My aunt is fond of telling people that when she was a girl, getting an apple was a real treat. They were poor prairie people, and often didn't have a working car. Getting into town to shop was difficult, and often the money only covered the basics of flour, rice and soap. There were certainly no credit cards, drive thrus or shopping malls.
Things have changed a lot in sixty years, and at the top of the list seems to be what people think they need. For example, do a search for 'baby needs' on the Internet, and you will probably find something like this:
- Complete layette (including 5-10 onesies, 5-10 sleepers, socks, hats, footed pants)

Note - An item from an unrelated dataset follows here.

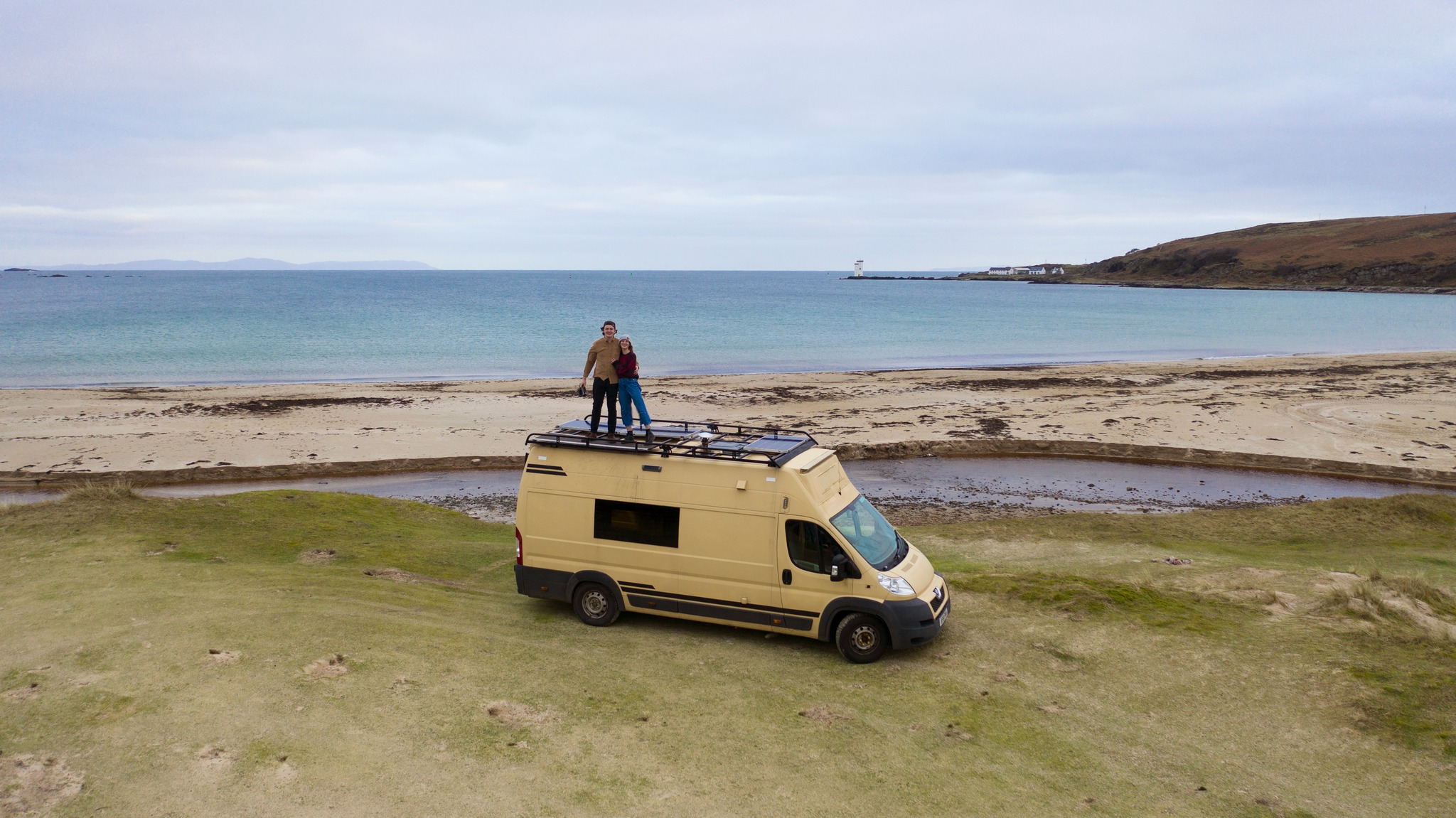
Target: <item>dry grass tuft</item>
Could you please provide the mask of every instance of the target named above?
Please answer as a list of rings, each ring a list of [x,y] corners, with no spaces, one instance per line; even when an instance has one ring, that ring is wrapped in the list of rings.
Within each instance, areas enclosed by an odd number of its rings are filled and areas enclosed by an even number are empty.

- Diapers and wipes (cloth or disposable), change pad
- Diaper pail
- Baby bathtub with baby towel, washcloths, shampoo, lotion and powder
- Baby thermometer, nose bulb, nail clippers, hairbrush
- Breast pump, pads, nipple cream and nursing bras or bottles, formula, sterilizer
- Crib or bassinet, sheets, blankets
- Car seat (with bunting bag in cold weather)
- And more - Baby carrier, diaper bag, stroller, monitor, swing, soothers, bibs, mobile, bouncy seat, jolly jumper... The list can go on and on, and all this will be used in the first 6 months of life.
I am not pretending that they were so much better off in a drafty homestead on the harsh Canadian prairie than we are now. Certainly, I am not pining for a life with no money, no car and sometimes no food. And I am far from immune to the spirit of materialism! I have plenty of baby gadgets, and still new ones are catching my eye. My mind is full of thoughts like, "I know I have that fitted sling already, but those gorgeous Zolowear ring slings at the local store are on for half-price..." and "the Magic Bullet was great for Nik's baby food, but this Baby Bullet is truly awesome. I wonder if we could afford it..."
Still, I see the appeal of the 'less is more' mentality, and stories about my aunt in the dresser drawer help me to remember how much we already have. With a small family and a modest income, a move toward seeing the store in terms of 'everything we don't need' is a healthy change. I am trying to remember that the benefits of retail therapy are short-lived, while the negative effects can stick around for a long time. If we live beyond our means trying to fulfill the ideals of what we think we need, we will only leave a legacy of debt, and communicate to others that what we value in the end is things over all else. Not exactly what I want on my tombstone.